Trump is revoking 260,000 Salvadoran immigrants’ permission to live in the United States

On Monday, the Trump administration announced that it was stripping approximately 260,500 Salvadoran immigrants — who’ve been in the US for at least 17 years, since a 2001 earthquake — of temporary legal status as of July 2019.

It’s the latest, and most significant, blow in the administration’s fight against Temporary Protected Status, an immigration program that lets the government allow immigrants to stay in the US and work legally after their home countries are struck by natural disasters or war.

El Salvador is the fourth country for which the Trump administration has announced an end to TPS protections over its first year. In total, the administration has set up more than 320,000 immigrants to lose their legal status over the course of late 2018 and 2019 (and possibly as many as 375,000, depending on what it decides to do with 57,000 Honduran immigrants this spring).

The overwhelming majority of those immigrants have deep roots in the US. And Salvadorans might have the deepest roots of all: Approximately 192,700 US-born children have at least one parent who’s on track to lose legal status due to the administration’s Monday announcement.

The Trump administration argues that the TPS program was never intended to allow immigrants to stay for 17 years, and that it needs to end temporary status to provide a “permanent solution.” But it’s unclear, at best, that the Trump administration will be interested in pushing Congress to legalize hundreds of thousands of Central American (and Haitian) immigrants. Furthermore, the administration is telling Salvadoran immigrants that they have 18 months to make other arrangements to stay in the US or pack their bags.

After two decades in the US, hundreds of thousands of families will now have to decide whether to return to one of the most violent countries on earth — or remain in the US as unauthorized immigrants and try to slink into the shadows.

No president wanted to end humanitarian immigration. Then came Donald Trump.

Temporary Protected Status serves as a form of humanitarian relief, offered to nationals of countries struggling with the aftermath of war, natural disasters, or other humanitarian crises where conditions on the ground make it difficult for people to return safely. Ten countries — El Salvador, Haiti, Honduras, Nepal, Nicaragua, Somalia, Sudan, South Sudan, Syria, and Yemen — are currently in the program, which is overseen by the Department of Homeland Security and is granted in six- to 18-month intervals that can be renewed as long as DHS deems a designation necessary.

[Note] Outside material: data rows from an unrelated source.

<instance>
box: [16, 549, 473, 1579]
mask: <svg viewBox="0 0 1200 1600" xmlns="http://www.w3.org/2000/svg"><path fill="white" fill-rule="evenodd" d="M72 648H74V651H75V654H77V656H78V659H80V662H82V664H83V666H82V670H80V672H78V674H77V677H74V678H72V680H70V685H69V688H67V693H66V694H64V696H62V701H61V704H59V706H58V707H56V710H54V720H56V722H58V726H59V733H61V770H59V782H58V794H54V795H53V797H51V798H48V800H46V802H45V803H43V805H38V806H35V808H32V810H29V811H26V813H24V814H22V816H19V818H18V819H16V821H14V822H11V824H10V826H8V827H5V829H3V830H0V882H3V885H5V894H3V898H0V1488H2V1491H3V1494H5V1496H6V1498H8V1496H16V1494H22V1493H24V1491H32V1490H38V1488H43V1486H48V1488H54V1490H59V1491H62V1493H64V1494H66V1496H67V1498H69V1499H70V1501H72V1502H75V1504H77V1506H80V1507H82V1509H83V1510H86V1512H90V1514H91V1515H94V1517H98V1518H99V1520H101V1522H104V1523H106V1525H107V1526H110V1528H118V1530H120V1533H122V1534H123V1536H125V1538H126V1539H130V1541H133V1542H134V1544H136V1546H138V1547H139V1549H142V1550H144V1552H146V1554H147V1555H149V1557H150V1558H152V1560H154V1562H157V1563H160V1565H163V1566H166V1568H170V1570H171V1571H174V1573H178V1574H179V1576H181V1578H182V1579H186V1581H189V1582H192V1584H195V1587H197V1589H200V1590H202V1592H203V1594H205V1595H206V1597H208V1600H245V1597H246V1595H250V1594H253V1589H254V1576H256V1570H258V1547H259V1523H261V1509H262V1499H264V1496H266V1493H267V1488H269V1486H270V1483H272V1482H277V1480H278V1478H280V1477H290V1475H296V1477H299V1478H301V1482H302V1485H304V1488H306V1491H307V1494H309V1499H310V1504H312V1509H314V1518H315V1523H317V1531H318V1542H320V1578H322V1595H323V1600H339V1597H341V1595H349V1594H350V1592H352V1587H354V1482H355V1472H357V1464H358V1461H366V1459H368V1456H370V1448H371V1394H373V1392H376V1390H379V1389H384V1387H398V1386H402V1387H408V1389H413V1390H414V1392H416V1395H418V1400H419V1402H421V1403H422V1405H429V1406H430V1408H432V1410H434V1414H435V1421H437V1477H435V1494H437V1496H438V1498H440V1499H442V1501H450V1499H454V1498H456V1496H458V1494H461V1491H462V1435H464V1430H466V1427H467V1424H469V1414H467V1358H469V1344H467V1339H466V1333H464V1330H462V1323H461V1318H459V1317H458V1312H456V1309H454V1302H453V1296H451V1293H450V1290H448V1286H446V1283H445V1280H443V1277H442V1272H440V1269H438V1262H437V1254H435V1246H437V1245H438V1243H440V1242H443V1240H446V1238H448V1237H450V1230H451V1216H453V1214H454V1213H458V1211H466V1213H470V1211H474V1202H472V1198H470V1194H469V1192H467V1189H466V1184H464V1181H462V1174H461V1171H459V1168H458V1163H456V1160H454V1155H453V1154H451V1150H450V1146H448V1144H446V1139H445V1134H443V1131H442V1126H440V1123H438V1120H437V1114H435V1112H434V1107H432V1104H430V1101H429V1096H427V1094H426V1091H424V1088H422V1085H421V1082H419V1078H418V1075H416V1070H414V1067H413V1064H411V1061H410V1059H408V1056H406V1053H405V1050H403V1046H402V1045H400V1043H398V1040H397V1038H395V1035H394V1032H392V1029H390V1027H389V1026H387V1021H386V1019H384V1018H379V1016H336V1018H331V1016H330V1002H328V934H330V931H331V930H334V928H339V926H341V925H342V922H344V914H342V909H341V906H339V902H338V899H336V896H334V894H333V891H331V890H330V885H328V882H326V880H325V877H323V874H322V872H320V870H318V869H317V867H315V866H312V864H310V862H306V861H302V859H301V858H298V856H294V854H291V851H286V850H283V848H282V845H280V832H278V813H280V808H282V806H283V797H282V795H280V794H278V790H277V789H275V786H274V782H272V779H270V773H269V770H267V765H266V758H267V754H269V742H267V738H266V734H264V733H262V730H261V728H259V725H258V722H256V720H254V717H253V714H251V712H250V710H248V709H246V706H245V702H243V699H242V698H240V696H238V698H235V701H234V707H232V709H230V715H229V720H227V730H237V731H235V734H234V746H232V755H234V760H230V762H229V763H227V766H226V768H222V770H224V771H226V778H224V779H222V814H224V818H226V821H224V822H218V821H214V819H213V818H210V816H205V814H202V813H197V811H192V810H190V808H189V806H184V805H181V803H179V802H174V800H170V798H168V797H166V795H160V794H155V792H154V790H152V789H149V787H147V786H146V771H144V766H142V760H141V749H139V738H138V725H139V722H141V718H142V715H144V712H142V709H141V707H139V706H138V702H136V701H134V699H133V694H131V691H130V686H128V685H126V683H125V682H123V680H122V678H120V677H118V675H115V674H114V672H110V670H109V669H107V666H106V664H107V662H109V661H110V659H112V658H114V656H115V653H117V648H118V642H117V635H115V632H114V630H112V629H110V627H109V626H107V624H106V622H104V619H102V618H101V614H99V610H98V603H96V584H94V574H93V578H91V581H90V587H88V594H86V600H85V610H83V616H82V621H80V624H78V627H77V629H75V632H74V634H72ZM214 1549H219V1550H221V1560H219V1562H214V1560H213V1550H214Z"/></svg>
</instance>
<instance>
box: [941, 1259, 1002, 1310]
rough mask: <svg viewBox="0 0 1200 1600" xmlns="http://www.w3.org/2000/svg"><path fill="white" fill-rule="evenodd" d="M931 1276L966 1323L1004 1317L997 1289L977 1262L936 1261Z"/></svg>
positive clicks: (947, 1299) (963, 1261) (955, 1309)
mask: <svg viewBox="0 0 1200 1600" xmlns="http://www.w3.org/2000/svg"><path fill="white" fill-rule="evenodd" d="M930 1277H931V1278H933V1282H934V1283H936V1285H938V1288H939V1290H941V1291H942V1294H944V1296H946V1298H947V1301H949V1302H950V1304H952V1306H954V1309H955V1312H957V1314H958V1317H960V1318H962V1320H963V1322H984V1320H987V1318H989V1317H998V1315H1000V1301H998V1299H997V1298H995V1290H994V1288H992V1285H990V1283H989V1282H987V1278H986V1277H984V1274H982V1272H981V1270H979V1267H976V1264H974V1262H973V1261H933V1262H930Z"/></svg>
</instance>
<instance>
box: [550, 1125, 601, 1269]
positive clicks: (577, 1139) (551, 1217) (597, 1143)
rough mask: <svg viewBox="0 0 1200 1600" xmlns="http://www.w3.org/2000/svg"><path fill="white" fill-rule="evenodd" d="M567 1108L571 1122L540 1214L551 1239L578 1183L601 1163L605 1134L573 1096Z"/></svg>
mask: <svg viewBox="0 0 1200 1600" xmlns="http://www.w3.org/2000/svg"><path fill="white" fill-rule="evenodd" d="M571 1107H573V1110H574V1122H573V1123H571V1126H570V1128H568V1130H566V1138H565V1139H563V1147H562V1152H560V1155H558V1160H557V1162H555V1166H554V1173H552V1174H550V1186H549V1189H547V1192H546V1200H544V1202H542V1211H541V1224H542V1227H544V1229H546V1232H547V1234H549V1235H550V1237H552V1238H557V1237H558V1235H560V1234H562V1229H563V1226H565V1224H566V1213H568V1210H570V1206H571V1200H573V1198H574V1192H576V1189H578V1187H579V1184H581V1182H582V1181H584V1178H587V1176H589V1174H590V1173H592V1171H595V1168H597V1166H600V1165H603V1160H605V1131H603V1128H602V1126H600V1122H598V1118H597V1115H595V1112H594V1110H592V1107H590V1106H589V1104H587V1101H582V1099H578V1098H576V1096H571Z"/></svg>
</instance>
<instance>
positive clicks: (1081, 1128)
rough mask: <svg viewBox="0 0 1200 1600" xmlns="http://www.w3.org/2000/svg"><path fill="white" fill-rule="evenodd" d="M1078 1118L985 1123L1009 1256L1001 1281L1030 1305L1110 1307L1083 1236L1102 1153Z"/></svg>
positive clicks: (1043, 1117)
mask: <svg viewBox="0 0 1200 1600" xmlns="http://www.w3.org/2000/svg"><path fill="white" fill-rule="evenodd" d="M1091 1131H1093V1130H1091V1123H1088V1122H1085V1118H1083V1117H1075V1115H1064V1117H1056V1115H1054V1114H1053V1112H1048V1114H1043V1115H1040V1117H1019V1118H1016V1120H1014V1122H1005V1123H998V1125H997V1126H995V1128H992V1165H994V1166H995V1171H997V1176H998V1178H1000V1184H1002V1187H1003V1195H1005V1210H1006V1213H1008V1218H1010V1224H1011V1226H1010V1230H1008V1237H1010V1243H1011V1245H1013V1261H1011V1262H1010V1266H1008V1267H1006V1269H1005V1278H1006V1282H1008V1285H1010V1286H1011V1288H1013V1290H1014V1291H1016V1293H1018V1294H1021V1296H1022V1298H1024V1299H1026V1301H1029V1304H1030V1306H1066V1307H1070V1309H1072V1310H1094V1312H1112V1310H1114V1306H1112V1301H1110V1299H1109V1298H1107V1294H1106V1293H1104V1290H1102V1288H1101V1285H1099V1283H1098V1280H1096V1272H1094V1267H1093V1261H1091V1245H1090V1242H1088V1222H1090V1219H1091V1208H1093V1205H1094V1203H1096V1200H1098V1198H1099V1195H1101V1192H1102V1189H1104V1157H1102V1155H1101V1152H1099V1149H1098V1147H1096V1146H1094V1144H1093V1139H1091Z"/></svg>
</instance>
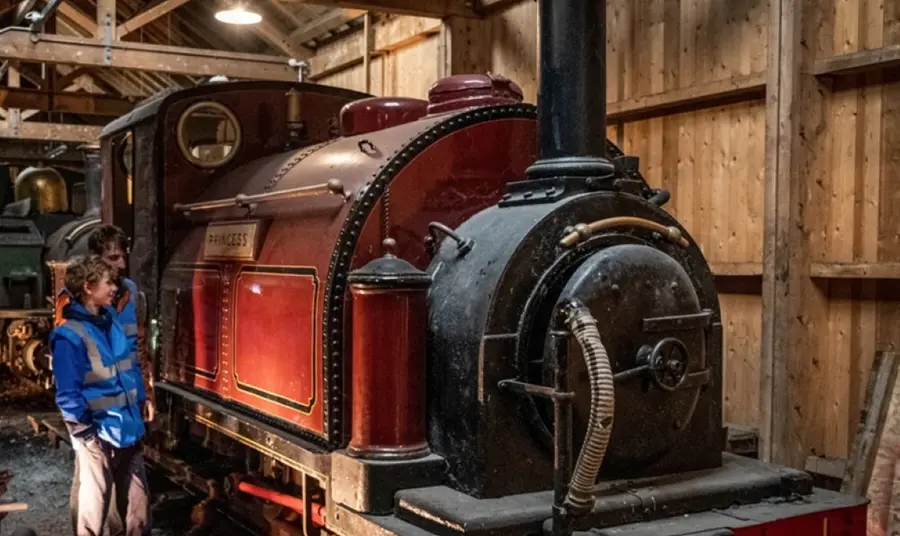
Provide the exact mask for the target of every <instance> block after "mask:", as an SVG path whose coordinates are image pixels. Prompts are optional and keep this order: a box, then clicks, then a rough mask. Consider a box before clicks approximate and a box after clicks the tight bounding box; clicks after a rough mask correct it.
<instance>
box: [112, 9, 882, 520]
mask: <svg viewBox="0 0 900 536" xmlns="http://www.w3.org/2000/svg"><path fill="white" fill-rule="evenodd" d="M540 16H541V24H540V27H541V78H540V80H541V82H540V84H541V85H540V98H539V106H537V107H535V106H532V105H530V104H526V103H523V98H522V92H521V89H520V88H519V86H518V85H517V84H515V83H514V82H513V81H511V80H509V79H507V78H505V77H502V76H498V75H490V74H489V75H456V76H450V77H448V78H444V79H442V80H439V81H438V82H436V83H435V84H434V86H433V87H432V88H431V90H430V92H429V96H428V99H427V100H419V99H411V98H393V97H371V96H370V95H366V94H362V93H358V92H354V91H348V90H344V89H337V88H333V87H327V86H323V85H316V84H309V83H302V82H298V83H280V82H227V81H226V82H217V83H210V84H207V85H203V86H199V87H196V88H191V89H187V90H183V91H177V92H172V93H168V94H165V95H161V96H159V97H158V98H156V99H153V100H151V101H149V102H146V103H144V104H143V105H142V106H139V107H137V108H135V109H134V110H133V111H132V112H131V113H129V114H128V115H126V116H123V117H121V118H119V119H118V120H116V121H114V122H112V123H111V124H109V125H108V126H107V127H106V128H105V129H104V131H103V134H102V137H101V157H102V161H103V166H102V183H103V188H102V191H103V193H104V201H103V206H102V218H103V220H104V221H110V222H113V223H115V224H117V225H119V226H121V227H122V228H123V229H125V230H126V232H127V233H128V234H129V235H130V236H131V237H132V252H131V257H130V261H129V262H130V264H129V271H130V276H131V277H132V278H133V279H134V280H135V281H136V282H137V283H138V285H139V287H140V288H141V289H142V290H143V291H144V292H145V293H146V295H147V297H148V311H149V315H148V317H149V320H148V323H147V325H146V327H145V328H142V329H146V333H147V337H145V339H146V341H147V343H148V345H149V350H150V352H149V353H150V355H152V356H153V368H154V371H153V376H154V386H153V390H154V393H155V397H156V400H157V405H158V415H157V420H156V421H155V422H154V424H153V426H152V430H151V434H150V436H149V437H148V440H147V444H146V452H147V453H148V457H149V458H150V459H151V460H153V462H154V463H155V464H158V465H159V466H160V467H164V468H167V469H169V470H172V471H176V472H178V474H180V475H181V478H183V479H184V481H185V482H186V483H192V484H195V485H196V486H198V487H206V488H207V489H208V490H209V493H210V500H209V502H208V503H207V504H213V503H216V502H218V501H228V503H229V505H230V508H231V509H232V510H233V511H235V512H240V513H241V515H242V519H251V520H255V521H253V523H255V524H256V525H255V526H256V528H257V529H259V530H261V531H263V530H267V531H271V533H272V534H304V535H307V536H309V535H312V534H326V533H328V534H342V535H352V534H382V535H387V534H396V535H424V534H444V535H446V534H479V535H488V534H491V535H493V534H497V535H499V534H529V535H536V534H553V535H568V534H572V533H575V532H584V531H592V532H593V533H594V534H598V535H614V534H615V535H625V534H628V535H644V534H646V535H650V534H654V535H656V534H671V535H686V534H694V535H698V534H703V535H707V536H712V535H726V534H740V535H751V534H752V535H760V534H767V535H776V534H792V535H793V534H827V535H838V534H842V535H844V534H848V535H861V534H863V533H864V532H865V523H866V521H865V518H866V500H865V499H864V498H861V497H852V496H846V495H841V494H837V493H833V492H830V491H827V490H822V489H818V488H814V487H813V485H812V483H811V479H810V477H809V475H807V474H806V473H804V472H802V471H797V470H793V469H788V468H784V467H778V466H773V465H769V464H765V463H762V462H760V461H758V460H755V459H752V458H745V457H740V456H735V455H731V454H728V453H723V450H724V446H725V433H724V430H723V427H722V326H721V315H720V310H719V302H718V298H717V294H716V290H715V287H714V284H713V276H712V274H711V273H710V269H709V266H708V265H707V263H706V261H705V259H704V257H703V254H702V253H701V251H700V249H699V248H698V246H697V244H696V242H695V241H694V240H693V239H692V238H691V236H690V234H689V233H688V232H687V231H686V230H685V229H684V228H683V227H682V226H681V225H680V224H679V222H678V221H677V220H676V219H674V218H673V217H672V216H671V215H670V214H668V213H667V212H666V211H665V210H664V209H663V208H662V205H664V203H665V202H666V201H667V200H668V193H667V192H665V191H662V190H658V189H653V188H651V187H650V186H649V185H648V184H647V182H646V181H645V180H644V178H643V177H642V175H641V173H640V171H639V166H638V161H637V159H636V158H634V157H630V156H626V155H624V154H623V153H622V151H621V150H620V149H619V148H618V147H616V146H615V145H613V144H612V143H610V142H609V141H607V140H606V137H605V126H606V125H605V116H606V109H605V102H604V98H603V96H604V95H605V94H606V92H605V85H606V79H605V67H606V66H605V61H604V57H603V48H604V47H603V45H602V44H603V43H605V22H606V21H605V2H599V1H594V0H565V1H561V0H556V1H553V2H550V1H549V0H541V2H540Z"/></svg>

El Salvador was on the TPS list in the 1990s during its long and bloody civil war, but was removed in 1992 (though a related program, Deferred Enforced Departure, protected Salvadorans from getting deported through 1995). In 2001, though, after an earthquake struck El Salvador, the government allowed Salvadorans in the US to apply for TPS again. In the intervening 17 years, it’s renewed protections 10 times.